The conceptualisation of GA in current form is generally attributed to Holland, 1975. However, particularly in the last ten years, substantial research effort has been applied to the investigation and development of genetic algorithms. Goldberg, 1989 gives an excellent introductory discussion on GA, as well as some more advanced topics.

Genetic algorithms are a probabilistic search approach which are founded on the ideas of evolutionary processes. The GA procedure is based on the Darwinian principle of survival of the fittest. An initial population is created containing a predefined number of individuals (or solutions), each represented by a genetic string (incorporating the variable information). Each individual has an associated fitness measure, typically representing an objective value. The concept that fittest (or best) individuals in a population will produce fitter offspring is then implemented in order to reproduce the next population. Selected individuals are chosen for reproduction (or crossover) at each generation, with an appropriate mutation factor to randomly modify the genes of an individual, in order to develop the new population. The result is another set of individuals based on the original subjects leading to subsequent populations with better (min. or max.) individual fitness. Therefore, the algorithm identifies the individuals with the optimising fitness values, and those with lower fitness will naturally get discarded from the population.

Ultimately this search procedure finds a set of variables that optimises the fitness of an individual and/or of the whole population. As a result, the GA technique has advantages over traditional non-linear solution techniques that cannot always achieve an optimal solution. A simplified comparison of the GA and the traditional solution techniques is illustrated in Figure 1. Non-linear programming solvers generally use some form of gradient search technique to move along the steepest gradient until the highest point (maximisation) is reached. In the case of linear programming, a global optimum will always be attained (). However, non-linear programming models may be subject to problems of convergence to local optima, or in some cases, may be unable to find a feasible solution. This largely depends on the starting point of the solver. A starting point outside the feasible region may result in no feasible solution being found, even though feasible solutions may exist. Other starting points may lead to an optimal solution, but it is not possible to determine if it is a local or global optimum. Hence, the modeller can never be sure that the optimal solution produced using the model is the “true” optimum.

Figure 1(a/b). Comparison of gradient search technique and genetic algorithm approach.
Click above to download the images

For the genetic algorithm, the population encompasses a range of possible outcomes. Solutions are identified purely on a fitness level, and therefore local optima are not distinguished from other equally fit individuals. Those solutions closer to the global optimum will thus have higher fitness values. Successive generations improve the fitness of individuals in the population until the optimisation convergence criterion is met. Due to this probabilistic nature GA tends to the global optimum, however for the same reasons GA models cannot guarantee finding the optimal solution.

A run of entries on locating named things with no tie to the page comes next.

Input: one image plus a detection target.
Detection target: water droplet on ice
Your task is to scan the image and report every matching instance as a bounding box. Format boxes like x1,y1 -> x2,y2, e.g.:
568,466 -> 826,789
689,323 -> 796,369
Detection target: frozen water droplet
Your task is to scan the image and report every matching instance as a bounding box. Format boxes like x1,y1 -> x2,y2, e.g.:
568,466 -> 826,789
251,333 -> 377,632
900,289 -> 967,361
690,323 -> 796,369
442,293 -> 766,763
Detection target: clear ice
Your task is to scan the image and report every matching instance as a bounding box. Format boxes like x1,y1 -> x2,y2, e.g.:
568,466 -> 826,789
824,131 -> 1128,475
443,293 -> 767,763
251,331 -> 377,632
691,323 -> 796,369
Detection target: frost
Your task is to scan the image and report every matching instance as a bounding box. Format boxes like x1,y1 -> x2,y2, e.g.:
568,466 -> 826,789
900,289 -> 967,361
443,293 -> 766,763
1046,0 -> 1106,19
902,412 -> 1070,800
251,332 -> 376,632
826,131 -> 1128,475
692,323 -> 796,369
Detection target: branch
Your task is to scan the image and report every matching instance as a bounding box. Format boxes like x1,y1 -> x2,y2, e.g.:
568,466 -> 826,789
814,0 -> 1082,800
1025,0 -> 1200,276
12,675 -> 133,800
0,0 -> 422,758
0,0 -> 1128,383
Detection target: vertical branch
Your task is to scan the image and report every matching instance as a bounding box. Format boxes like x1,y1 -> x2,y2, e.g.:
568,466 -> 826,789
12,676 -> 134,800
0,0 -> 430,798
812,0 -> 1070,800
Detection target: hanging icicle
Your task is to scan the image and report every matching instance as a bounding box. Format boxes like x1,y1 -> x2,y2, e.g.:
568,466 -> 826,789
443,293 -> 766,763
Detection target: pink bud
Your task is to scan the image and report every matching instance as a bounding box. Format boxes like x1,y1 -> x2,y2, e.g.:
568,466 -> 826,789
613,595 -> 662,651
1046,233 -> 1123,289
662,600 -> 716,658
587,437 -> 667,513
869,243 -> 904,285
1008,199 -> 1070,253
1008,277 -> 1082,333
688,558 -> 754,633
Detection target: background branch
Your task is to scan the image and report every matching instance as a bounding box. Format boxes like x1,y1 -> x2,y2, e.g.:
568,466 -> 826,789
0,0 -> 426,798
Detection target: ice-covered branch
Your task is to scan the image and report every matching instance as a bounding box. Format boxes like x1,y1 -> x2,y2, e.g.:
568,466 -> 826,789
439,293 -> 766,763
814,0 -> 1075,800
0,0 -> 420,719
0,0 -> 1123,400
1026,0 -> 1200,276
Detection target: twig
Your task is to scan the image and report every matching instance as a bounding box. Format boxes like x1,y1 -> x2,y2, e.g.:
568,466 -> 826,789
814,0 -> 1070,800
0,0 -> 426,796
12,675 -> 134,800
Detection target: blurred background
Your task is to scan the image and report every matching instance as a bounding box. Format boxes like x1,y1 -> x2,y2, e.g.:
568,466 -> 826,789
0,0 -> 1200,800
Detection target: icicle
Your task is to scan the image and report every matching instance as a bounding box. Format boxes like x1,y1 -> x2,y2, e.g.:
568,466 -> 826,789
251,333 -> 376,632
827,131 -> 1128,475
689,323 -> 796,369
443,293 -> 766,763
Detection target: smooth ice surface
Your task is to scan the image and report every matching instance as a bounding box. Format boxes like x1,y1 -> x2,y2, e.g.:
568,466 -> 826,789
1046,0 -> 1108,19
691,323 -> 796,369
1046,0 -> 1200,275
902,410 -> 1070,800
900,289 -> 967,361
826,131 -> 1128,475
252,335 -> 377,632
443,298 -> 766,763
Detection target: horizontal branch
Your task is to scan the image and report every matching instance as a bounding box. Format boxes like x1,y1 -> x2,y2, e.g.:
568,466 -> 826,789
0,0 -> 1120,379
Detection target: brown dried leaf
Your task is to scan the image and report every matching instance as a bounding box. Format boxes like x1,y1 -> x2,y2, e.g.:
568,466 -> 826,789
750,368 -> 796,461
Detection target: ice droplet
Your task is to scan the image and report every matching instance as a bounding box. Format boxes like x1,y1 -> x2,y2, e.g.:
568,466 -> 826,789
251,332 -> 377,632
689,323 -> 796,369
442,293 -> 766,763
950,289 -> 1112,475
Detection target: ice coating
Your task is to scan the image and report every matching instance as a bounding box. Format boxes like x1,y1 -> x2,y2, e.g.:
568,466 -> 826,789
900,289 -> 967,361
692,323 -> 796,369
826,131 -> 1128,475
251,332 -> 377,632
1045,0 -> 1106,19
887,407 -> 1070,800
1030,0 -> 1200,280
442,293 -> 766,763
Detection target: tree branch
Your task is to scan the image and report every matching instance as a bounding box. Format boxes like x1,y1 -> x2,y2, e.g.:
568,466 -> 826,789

The GA consists of four main stages: evaluation, selection, crossover and mutation. The evaluation procedure measures the fitness of each individual solution in the population and assigns it a relative value based on the defining optimisation (or search) criteria. Typically in a non-linear programming scenario, this measure will reflect the objective value of the given model. The selection procedure randomly selects individuals of the current population for development of the next generation. Various alternative methods(²) have been proposed but all follow the idea that the fittest have a greater chance of survival. The crossover procedure takes two selected individuals and combines them about a crossover point thereby creating two new individuals. Simple (asexual) reproduction can also occur which replicates a single individual into the new population. The mutation procedure randomly modifies the genes of an individual subject to a small mutation factor, introducing further randomness into the population.

This iterative process continues until one of the possible termination criteria is met: if a known optimal or acceptable solution level is attained; or if a maximum number of generations have been performed; or if a given number of generations without fitness improvement occur. Generally, the last of these criteria applies as convergence slows to the optimal solution.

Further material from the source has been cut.